Los Angeles was still what Brian Lenzo calls “a vodka-cranberry and Champagne town” when he launched Blue Palms Brewhouse in a restaurant space attached to what is now The Fonda Theatre on the Hollywood Walk of Fame.

It was 2008, and there were only a few local breweries to sell him kegs. A consistent distribution network to bring the good stuff to L.A. from the rest of the country remained years away.

But Lenzo, a restaurant industry veteran originally from the Midwest, wasn’t deterred.

He took weekly road trips to San Diego and San Francisco, where he loaded up his Chrysler 300 with kegs from breweries like The Lost Abbey, AleSmith, and Ballast Point destined for Blue Palms’ 24 rotating taps. And he lined the walls of his high-ceiling gastropub with chalkboards explaining common beer styles. He also hired knowledgeable bar staff (many of whom still work in the industry today) to help disarm the uninitiated.

“It was cool to see in those early years—2006 to 2008—the next generation of bar publicans opening up with this new approach [to serving beer],” says Gabe Gordon, who opened Seal Beach’s Beachwood BBQ in 2006 and Long Beach’s Beachwood BBQ and Brewing in 2011. “Very few places were willing to utterly take the jump and say, ‘That’s it. There’s nothing but craft and nothing but rotating taps here.’”

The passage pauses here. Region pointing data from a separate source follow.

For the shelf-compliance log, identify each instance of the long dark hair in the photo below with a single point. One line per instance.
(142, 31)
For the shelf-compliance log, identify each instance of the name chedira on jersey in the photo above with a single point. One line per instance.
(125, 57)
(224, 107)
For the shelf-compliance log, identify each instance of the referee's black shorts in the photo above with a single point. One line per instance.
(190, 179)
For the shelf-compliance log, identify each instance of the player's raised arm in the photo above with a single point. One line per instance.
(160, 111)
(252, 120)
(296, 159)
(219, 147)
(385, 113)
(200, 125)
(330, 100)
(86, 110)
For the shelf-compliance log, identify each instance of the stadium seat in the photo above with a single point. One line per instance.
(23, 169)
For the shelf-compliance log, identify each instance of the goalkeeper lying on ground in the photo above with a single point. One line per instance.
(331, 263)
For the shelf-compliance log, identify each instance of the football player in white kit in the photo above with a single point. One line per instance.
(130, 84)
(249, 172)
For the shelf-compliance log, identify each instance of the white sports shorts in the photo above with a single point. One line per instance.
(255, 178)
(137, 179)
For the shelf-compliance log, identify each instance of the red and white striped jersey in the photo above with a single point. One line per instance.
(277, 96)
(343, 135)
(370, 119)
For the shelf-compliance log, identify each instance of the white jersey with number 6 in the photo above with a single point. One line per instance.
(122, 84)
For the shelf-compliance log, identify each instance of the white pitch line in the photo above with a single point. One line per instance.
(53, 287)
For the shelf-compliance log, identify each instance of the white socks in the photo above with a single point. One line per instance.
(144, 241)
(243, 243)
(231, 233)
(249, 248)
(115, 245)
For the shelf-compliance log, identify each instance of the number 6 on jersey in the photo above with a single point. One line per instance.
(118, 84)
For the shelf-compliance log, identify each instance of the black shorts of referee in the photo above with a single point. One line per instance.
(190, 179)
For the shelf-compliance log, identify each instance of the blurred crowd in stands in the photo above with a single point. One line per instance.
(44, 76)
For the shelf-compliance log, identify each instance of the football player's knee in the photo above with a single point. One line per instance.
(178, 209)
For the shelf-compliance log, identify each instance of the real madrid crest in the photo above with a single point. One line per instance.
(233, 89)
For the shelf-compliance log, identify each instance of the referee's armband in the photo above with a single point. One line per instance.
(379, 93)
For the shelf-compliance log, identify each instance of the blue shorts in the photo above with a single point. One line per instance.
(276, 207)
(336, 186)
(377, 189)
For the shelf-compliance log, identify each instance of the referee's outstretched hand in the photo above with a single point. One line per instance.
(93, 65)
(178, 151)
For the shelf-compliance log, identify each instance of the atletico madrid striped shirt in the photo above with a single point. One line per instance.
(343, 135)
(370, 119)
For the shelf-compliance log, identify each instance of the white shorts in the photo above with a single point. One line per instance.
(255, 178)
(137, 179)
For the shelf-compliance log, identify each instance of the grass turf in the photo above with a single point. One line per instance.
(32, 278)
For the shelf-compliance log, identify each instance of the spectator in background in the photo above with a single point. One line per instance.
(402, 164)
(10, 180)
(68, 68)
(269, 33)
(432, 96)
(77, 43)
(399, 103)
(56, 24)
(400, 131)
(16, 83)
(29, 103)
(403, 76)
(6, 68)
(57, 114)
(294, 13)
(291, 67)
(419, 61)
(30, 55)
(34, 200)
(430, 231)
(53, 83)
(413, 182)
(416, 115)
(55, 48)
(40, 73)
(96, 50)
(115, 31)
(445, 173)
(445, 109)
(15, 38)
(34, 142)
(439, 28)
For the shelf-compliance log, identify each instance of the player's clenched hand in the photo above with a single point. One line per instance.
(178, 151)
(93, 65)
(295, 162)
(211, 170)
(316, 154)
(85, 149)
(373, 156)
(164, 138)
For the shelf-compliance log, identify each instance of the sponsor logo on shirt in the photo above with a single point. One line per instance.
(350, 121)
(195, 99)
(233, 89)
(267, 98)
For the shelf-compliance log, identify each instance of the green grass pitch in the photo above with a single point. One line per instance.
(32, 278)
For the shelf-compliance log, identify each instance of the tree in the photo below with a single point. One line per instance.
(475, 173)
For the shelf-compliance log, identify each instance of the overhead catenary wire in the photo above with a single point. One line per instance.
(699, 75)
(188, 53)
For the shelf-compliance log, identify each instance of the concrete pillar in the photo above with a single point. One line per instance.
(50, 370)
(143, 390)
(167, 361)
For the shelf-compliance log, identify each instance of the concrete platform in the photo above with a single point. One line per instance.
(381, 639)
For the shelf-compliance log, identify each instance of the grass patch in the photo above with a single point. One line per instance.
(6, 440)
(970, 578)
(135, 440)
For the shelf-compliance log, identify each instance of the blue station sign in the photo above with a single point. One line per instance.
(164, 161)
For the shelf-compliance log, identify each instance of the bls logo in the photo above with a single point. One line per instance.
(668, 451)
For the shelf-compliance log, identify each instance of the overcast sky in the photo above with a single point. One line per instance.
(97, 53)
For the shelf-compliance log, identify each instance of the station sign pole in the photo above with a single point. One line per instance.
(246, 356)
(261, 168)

These days—even as new hotels and pricey condos sprout up in former parking lots nearby and Los Angeles County now counts more than 50 breweries of its own—Blue Palms remains one of L.A.’s most popular beer destinations, not just for the tourists who wander in before a concert or after a long day of sightseeing, but also for regulars, for whom Blue Palms is their local watering hole.

Guests are still greeted by the iconic gold front door, which swings open to reveal a room of homey leather bar stools and the same two projection screens that have served as Blue Palms’ digital tap lists for the last eight years. The only difference now is that in addition to sought after beers from places like Russian River, Firestone Walker, and Alpine, the list is peppered in with award-winning local stuff, like Red Ales from Three Weavers Brewing, Stouts from King Harbor Brewing, and Traction IPA from the Lenzo-co-owned Arts District Brewing.

“In those early days, we were definitely driven by the beer geeks, the people already making trips to San Diego and San Francisco themselves,” Lenzo says. “Now, there’s a new generation of younger drinkers who have never even tried a macro beer. They’re not chasing beer anymore, they just like good beer.”

Despite being one of the forefathers of L.A. beer, Blue Palms’ continued success is owed not just to its killer tap list. On the menu, there’s affordable pub food done with chef-driven flair alongside newer, more decadent meals for the musical theater crowd (the Pantages Theatre is across the street), like the truffle burger, lobster macaroni and cheese, and an under-$30 filet mignon.

And in a city where cars and sprawl sometimes make genuine human interaction difficult, Blue Palms’ friendly atmosphere keeps locals coming back.